Wednesday, September 17, 2014

The Over-Educated Arabs Enjoy Yasmine Hamdan's Music @yashamdan



Yasmine Hamdan became known with Soapkills, the Arab indie band she founded in Beirut with fellow musician Zeid Hamdan in the nineties. Soapkills’ music quickly became the soundtrack to a vibrant, young arts scene which developed in postwar Lebanon, and the band gradually acquired an emblematic status. To this day, Yasmine is considered Yasmine Hamdan lived in the Gulf countries and in Greece. She is considered as an underground icon throughout the Arab world. The amazing thing about Yasmine is she got to live and make music in two cities that Arabs like to lump together. Paris and Beirut--the Arab Paris.


After moving to Paris, Yasmine wrote and recorded the "Arabology" album with musician/producer Mirwais (of Madonna fame), under the Y.A.S. moniker, and also collaborated with CocoRosie for a while.
Yasmine Hamdan then joined forces with Marc Collin (Nouvelle Vague) to write and produce her first solo album (for Kwaidan Records), which is coming out internationally (in a revised version with five new tracks) in 2013 on Crammed Discs, under the title Ya Nass.

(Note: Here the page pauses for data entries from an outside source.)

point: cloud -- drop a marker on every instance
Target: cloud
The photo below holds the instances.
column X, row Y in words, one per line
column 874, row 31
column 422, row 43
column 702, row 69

I enjoyed her music, but I must say, you have to be curious to appreciate it. It's not easy, and everything has a story behind it like the song about the different way folks pronounce tomatoes. In Lebanon there was a time when on some checkpoints, they would stop a car and ask the passengers to pronounce it as a way to know what their ethnicity is. As for the artist, when she speaks to my ears, she is Lebanese when she sings she is a citizen of the world.